16 Sep 2017
It was in the 60s when Simon and Garfunkel recorded their famous song, “The Sounds of Silence.”
I must confess that I do enjoy what I know of as “The Sounds of Silence.” Nothing is more relaxing than sitting back with a cup of coffee and enjoying the silence as it whistled by. This has become a rather infrequent period for me.
I love the silence and I enjoy the peace and quiet it brings.
The problem is, silence can be taken too far.
Recently, we were the target of a ferocious hurricane who tried to have her way with us. She snorted, huffed, puffed and stomped her way up through the state of Florida. As it turned out, although there was a tremendous amount of damage, it was not as bad as expected. That is something we can thank God for.
For almost a week, we were privileged to have her presence in our state. She did not stay as long as we expected and we were quite happy to see her go. The further north she went the less strength she had. The state of Florida simply exhausted her.
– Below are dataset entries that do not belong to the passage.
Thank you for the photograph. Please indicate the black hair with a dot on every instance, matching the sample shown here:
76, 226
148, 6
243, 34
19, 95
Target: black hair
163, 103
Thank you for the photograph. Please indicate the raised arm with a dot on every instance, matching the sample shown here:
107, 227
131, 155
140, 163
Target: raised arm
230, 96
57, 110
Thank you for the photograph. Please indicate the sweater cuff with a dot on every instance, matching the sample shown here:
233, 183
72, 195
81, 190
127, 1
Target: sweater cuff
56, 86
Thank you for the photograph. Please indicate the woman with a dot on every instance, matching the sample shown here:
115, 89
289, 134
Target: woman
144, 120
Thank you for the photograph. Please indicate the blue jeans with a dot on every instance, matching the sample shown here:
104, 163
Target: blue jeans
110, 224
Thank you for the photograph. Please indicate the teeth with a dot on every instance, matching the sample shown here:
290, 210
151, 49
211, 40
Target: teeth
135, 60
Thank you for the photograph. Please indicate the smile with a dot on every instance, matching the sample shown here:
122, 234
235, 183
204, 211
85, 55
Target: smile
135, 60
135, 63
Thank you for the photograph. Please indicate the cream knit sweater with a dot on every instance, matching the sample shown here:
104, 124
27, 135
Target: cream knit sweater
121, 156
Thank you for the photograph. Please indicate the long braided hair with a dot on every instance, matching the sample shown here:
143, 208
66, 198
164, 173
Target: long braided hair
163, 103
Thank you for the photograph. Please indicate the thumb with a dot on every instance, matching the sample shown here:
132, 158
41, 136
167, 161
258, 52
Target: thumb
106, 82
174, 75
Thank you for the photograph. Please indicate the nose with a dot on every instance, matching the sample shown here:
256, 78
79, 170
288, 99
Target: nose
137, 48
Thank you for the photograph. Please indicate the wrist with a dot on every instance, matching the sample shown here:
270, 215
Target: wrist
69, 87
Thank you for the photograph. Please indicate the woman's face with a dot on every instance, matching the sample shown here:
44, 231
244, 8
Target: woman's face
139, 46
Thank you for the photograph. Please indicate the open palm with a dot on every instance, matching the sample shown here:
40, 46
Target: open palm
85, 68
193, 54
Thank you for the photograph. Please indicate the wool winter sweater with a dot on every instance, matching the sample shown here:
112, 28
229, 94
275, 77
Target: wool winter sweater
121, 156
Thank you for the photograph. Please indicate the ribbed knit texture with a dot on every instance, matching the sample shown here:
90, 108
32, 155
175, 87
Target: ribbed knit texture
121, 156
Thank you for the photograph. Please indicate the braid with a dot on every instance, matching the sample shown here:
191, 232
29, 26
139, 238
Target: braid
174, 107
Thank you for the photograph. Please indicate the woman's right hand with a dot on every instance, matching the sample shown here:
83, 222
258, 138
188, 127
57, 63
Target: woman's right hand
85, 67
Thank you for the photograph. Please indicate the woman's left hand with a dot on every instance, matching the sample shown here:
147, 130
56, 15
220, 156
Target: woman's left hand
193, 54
Here in Florida we are used to high winds and that sort of thing. Water, rain and flooding are a common occurrence here. We did have some record high flooding, but in the mainstream, we endured and got through it.
Many people were out of electricity for days and some for weeks at a time.
The Gracious Mistress of the Parsonage and her faithful companion did not lose electricity. We did lose, however, our Internet, phone and TV. That covered pretty much everything in our house.
My wife had her car filled with gas while I on the other hand, did not. I did not think it would last long, so I stuck it out because I really had no place to go. Where would I go?
Almost everything was closed. Even the gas stations at one point closed. Restaurants were closed so I could not go out and have lunch. Therefore, even though I did not have gas, I really did not need gas. I really had nowhere to go.
I did have a plan, though. I figured if we had to go somewhere, we could use my wife’s car. She always has plenty of gas, so I wasn’t worried.
Many people around us lost their electricity and I figured we would lose ours too. We did not and so I was most grateful. At least I could set in the living room with the air conditioner on enjoying myself.
As the days turned into more than I can remember, it started to get rather boring. We had no Internet or phone or TV so I did not know what was going on around us. It was quite exasperating to me.
I like to know what’s going on and what’s happening and what to expect.
“Just relax,” my wife said rather calmly, “everything is all right and we have nothing to fear.”
It wasn’t anything I wanted to Fear, there were just things I wanted to Know. Fear and Know are two very different things.
Then she said something, which she thought, would calm me down a little bit.
“Remember,” she said most seriously, “that song by Simon and Garfunkel?”
I knew where she was going with this, but I had nothing else to do so I thought I would play along.
“No, I don’t,” I said as seriously as possible. “I can’t remember that far back.”
She scowled at me and then continued, “The Sounds of Silence.”
“We have electricity, the air conditioning is running, the refrigerator is okay and the stove is working so I can cook. We don’t have anything to worry about.”
“Just listen,” she continued, “to those wonderful sounds of silence.”
It was about that time that the rain came down in torrential fury. I looked at her and smiled and she whirled back to the kitchen to cook supper.
Silence is wonderful if you’re in control of it. Too much silence can get a little bit aggravating, at least to someone like me. I enjoy the silence when I can open a book and enjoy the literature before me. Then I like to get on the Internet or TV and find out what is happening in the world.
Too much silence can be aggravating and then I got to thinking, what in the world did people do before we had electricity?
This gave me a new appreciation for the things that I have. During those “Sounds of Silence,” I began to think about all the blessings I have in my life. Most of the time we do not appreciate what we have until we do not have them any longer.
What is the one thing I could do without? That is a hard question to ask, but I thought about it during the silence. One of the things I want to learn from this experience is to every day appreciate what I have because tomorrow I may not have it any longer.
I thought about what David wrote in the book of Psalms. “This is the day which the LORD hath made; we will rejoice and be glad in it.” (Psalms 118:24).
I only have one chance to rejoice and be glad in today, and I’m going to take it as much as I can.